“O que a gente viu na apresentação de ontem foi o foco na formação para o mercado e num modelo de financiamento absolutamente privatista, sem preocupação com uma formação universitária humanista, questionadora e crítica”, resume a presidente da Aduff-SSind, Marina Tedesco, ao comentar a apresentação do projeto de reforma da educação superior pública federal proposto pelo governo Bolsonaro, o Future-Se.
Ela aponta como a falta de propostas do Future-Se para a Extensão nas universidades denota o descompromisso do governo com o princípio da indissociabilidade entre ensino, pesquisa e extensão, descrito no artigo 207 da Constituição Federal de 1988 e pilar da universidade brasileira. “A Extensão foi mencionada muito de passagem, e não está prevista em nenhuma ação do projeto, ainda que seja num viés privatista que a gente não concorda. Reduzir a universidade à formação de mão de obra especializada para o mercado e relegar ao esquecimento a Extensão, uma dimensão tão importante do projeto de universidade que a gente defende, diz muito sobre esse projeto”, reflete.
“Autonomia financeira” via captação de recursos privados
A docente também destaca “um processo de aprofundamento brutal de ações privatizantes” disfarçado de autonomia financeira das universidades. “Na apresentação do Future-Se, o secretário de Educação Superior (SESU) do MEC, Arnaldo Barbosa de Lima Júnior, afirma que a média de financiamento público das universidades que estão no topo dos rankings é de 40%, sugerindo o que vem por aí. Uma parte do financiamento das universidades brasileiras será pública e o resto teremos que captar! Os departamentos inclusive poderão se tornar Sociedades de Propósito Específico (SPE), modelo de organização empresarial que deturba totalmente a função que um departamento tem hoje, e que certamente não é captar recursos junto a iniciativa privada”, critica.
Professor empreendedor
Durante a apresentação do programa, o secretário do MEC defendeu que “o professor universitário poderá ser muito rico”, já que poderá entrar como sócio ou coautor de start-ups, recebendo dinheiro de patentes e projetos de pesquisas. “Vai ser a melhor profissão do Brasil", afirmou Barbosa de Lima Júnior.
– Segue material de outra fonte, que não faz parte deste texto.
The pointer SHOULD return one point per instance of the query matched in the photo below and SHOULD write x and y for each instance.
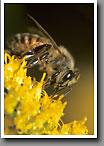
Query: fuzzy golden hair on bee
(56, 61)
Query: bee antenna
(45, 32)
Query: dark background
(70, 25)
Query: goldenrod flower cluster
(28, 108)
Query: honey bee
(55, 60)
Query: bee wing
(34, 30)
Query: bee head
(68, 78)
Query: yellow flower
(30, 108)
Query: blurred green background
(70, 25)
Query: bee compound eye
(42, 48)
(28, 54)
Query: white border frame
(95, 69)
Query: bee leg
(56, 90)
(32, 63)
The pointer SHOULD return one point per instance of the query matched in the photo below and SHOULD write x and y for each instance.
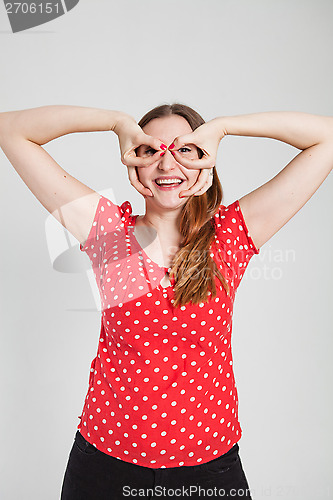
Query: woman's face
(166, 129)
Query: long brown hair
(192, 267)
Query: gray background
(222, 58)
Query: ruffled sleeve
(234, 241)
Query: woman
(161, 413)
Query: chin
(171, 203)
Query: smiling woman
(162, 402)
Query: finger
(134, 180)
(205, 188)
(200, 182)
(202, 163)
(155, 143)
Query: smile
(166, 185)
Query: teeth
(168, 181)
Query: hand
(131, 137)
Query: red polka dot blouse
(161, 389)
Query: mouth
(168, 183)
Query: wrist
(220, 126)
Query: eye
(150, 151)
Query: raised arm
(22, 134)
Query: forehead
(168, 127)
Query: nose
(167, 161)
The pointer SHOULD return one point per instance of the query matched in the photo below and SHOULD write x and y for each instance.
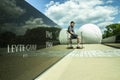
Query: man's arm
(70, 30)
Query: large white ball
(90, 33)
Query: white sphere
(90, 33)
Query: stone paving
(94, 62)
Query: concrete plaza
(93, 62)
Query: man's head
(72, 23)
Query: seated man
(73, 35)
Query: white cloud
(81, 11)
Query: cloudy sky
(99, 12)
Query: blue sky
(99, 12)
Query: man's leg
(70, 42)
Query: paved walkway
(94, 62)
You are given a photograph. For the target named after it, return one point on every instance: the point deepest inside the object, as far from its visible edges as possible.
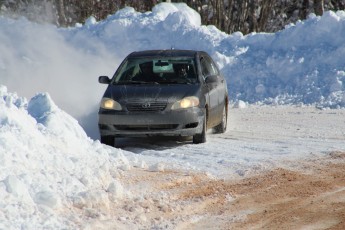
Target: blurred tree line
(228, 15)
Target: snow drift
(302, 64)
(47, 159)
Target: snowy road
(258, 138)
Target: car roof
(163, 53)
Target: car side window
(207, 66)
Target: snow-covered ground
(51, 161)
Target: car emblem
(146, 105)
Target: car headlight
(108, 103)
(185, 103)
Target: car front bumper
(187, 122)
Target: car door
(210, 75)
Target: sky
(49, 97)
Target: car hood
(168, 93)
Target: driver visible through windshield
(177, 70)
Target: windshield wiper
(136, 83)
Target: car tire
(108, 140)
(221, 128)
(201, 137)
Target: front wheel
(108, 140)
(201, 137)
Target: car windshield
(165, 70)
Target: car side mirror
(211, 79)
(104, 80)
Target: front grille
(149, 106)
(145, 127)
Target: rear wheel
(108, 140)
(201, 137)
(221, 128)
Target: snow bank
(49, 164)
(300, 64)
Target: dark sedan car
(165, 93)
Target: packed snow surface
(50, 157)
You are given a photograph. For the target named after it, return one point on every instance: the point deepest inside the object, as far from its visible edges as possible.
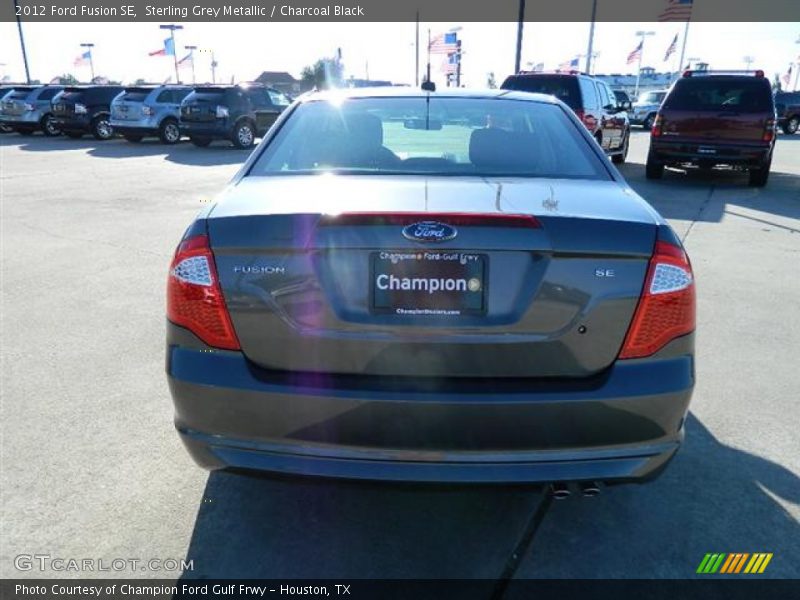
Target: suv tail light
(194, 296)
(667, 308)
(769, 130)
(658, 125)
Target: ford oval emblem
(429, 231)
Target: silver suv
(645, 108)
(26, 109)
(143, 111)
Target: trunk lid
(305, 293)
(718, 108)
(128, 107)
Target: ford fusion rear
(420, 286)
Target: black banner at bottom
(358, 589)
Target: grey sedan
(449, 286)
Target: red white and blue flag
(444, 43)
(569, 65)
(636, 54)
(186, 60)
(677, 10)
(83, 59)
(672, 47)
(450, 64)
(167, 50)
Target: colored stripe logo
(733, 563)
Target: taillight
(769, 130)
(667, 308)
(194, 296)
(658, 125)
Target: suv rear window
(564, 88)
(135, 94)
(720, 94)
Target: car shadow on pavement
(218, 153)
(685, 195)
(712, 498)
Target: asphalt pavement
(90, 466)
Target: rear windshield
(564, 88)
(440, 136)
(20, 93)
(652, 97)
(136, 94)
(749, 94)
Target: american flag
(83, 59)
(677, 10)
(787, 77)
(568, 65)
(672, 47)
(636, 54)
(450, 64)
(444, 43)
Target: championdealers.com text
(184, 12)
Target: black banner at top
(399, 10)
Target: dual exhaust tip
(561, 491)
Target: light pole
(191, 50)
(642, 35)
(172, 27)
(91, 57)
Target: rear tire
(169, 132)
(653, 169)
(49, 127)
(758, 177)
(244, 135)
(618, 159)
(101, 128)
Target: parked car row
(238, 113)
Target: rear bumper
(693, 151)
(73, 122)
(215, 130)
(622, 426)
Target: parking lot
(92, 468)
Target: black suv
(238, 113)
(787, 105)
(591, 99)
(712, 118)
(85, 109)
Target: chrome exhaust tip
(589, 489)
(559, 490)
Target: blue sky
(384, 50)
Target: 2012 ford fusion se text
(451, 286)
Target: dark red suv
(591, 99)
(712, 118)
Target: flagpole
(22, 44)
(428, 78)
(520, 26)
(416, 54)
(591, 39)
(683, 48)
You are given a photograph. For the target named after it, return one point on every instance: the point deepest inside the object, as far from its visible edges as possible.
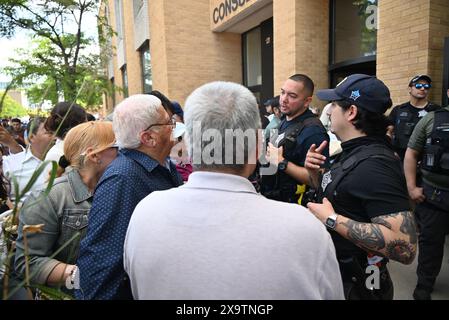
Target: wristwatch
(282, 166)
(331, 221)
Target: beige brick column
(410, 41)
(439, 29)
(184, 47)
(133, 67)
(301, 41)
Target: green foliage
(59, 61)
(12, 108)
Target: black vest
(339, 170)
(280, 186)
(405, 122)
(436, 150)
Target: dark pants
(433, 225)
(354, 280)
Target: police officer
(365, 203)
(403, 118)
(430, 143)
(299, 129)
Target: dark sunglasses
(422, 85)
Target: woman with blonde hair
(52, 252)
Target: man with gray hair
(220, 239)
(143, 131)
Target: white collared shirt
(216, 238)
(22, 165)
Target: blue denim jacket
(64, 215)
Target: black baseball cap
(267, 103)
(415, 79)
(364, 91)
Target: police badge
(327, 178)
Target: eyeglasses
(171, 122)
(423, 85)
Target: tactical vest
(405, 122)
(436, 150)
(290, 192)
(339, 170)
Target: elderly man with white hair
(143, 130)
(220, 239)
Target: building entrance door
(444, 99)
(257, 50)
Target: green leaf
(54, 294)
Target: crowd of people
(165, 202)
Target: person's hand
(6, 138)
(314, 157)
(416, 194)
(321, 210)
(274, 155)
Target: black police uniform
(362, 188)
(282, 186)
(433, 214)
(404, 118)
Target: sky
(8, 46)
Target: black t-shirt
(393, 119)
(375, 187)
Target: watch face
(282, 165)
(331, 223)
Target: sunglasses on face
(422, 85)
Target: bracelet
(73, 275)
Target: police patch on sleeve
(327, 178)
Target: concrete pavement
(404, 278)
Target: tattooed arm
(392, 235)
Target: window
(145, 64)
(118, 18)
(252, 58)
(137, 5)
(113, 92)
(354, 29)
(353, 41)
(125, 81)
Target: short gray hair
(132, 116)
(222, 107)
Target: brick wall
(301, 41)
(439, 29)
(185, 53)
(132, 56)
(410, 42)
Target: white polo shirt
(216, 238)
(22, 165)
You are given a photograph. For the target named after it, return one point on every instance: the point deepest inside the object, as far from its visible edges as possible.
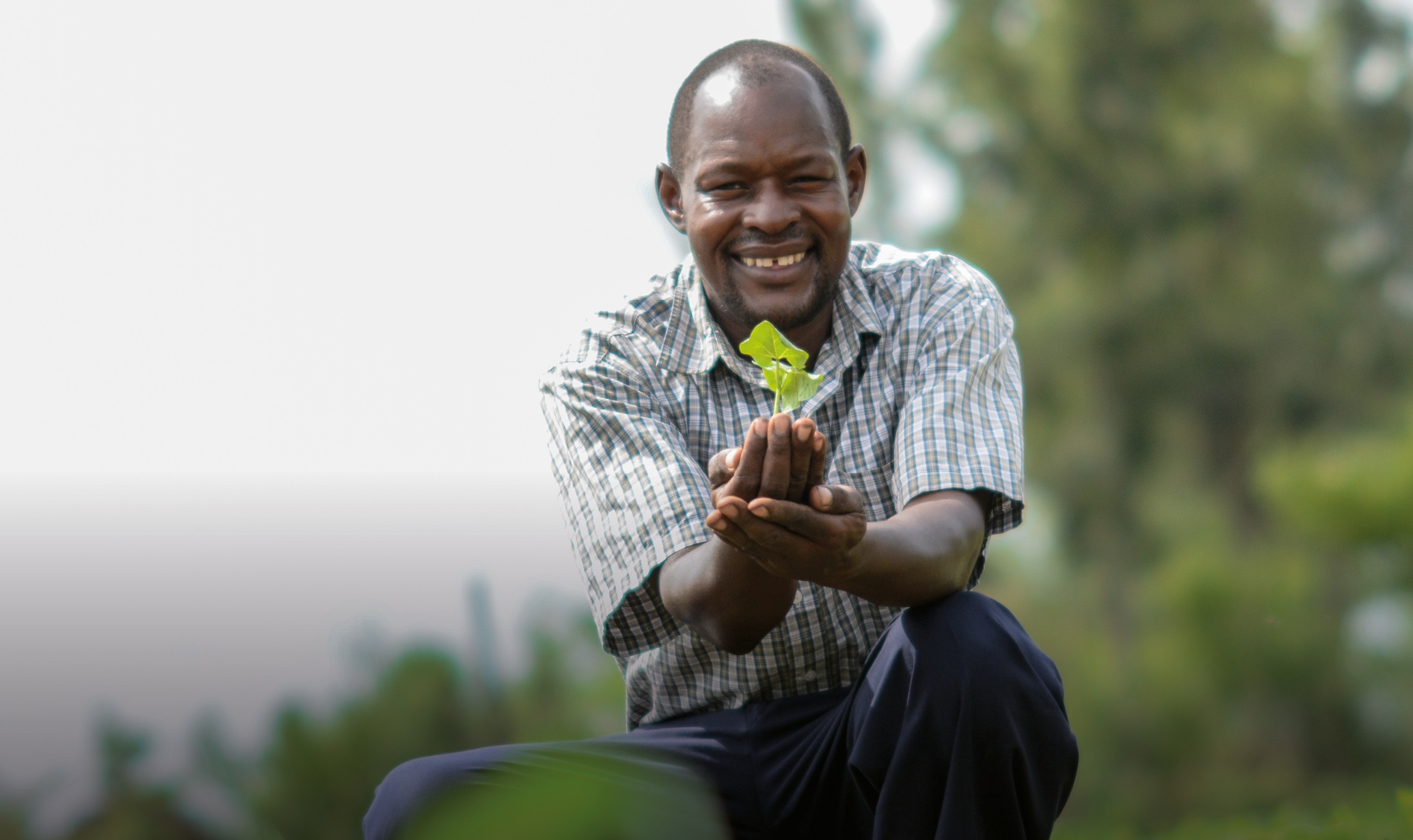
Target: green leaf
(798, 385)
(768, 345)
(782, 366)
Para a presidente da Aduff, a preocupação do projeto em tornar o professor um empreendedor captador de recursos, como já está previsto no Marco Legal de Ciência e Tecnologia, também é um dos pontos chaves do Future-Se.
“Isso significa que os professores com Dedicação Exclusiva (DE) poderão dedicar uma parte do seu tempo – que hoje um ‘40 Horas DE’ dedica para o tripé ensino, pesquisa e extensão - para captar recursos próprios a partir de atividades que sejam de interesse do mercado”, destaca. Para ela, essas medidas privatizantes também virão somadas a uma política de achatamento salarial e de desvalorização da carreira docente. “Já que o professor vai poder captar recurso no mercado, então o governo pode pagar uma remuneração bastante básica e rebaixada. Quem quiser que empreenda e complete seu salário”, analisa.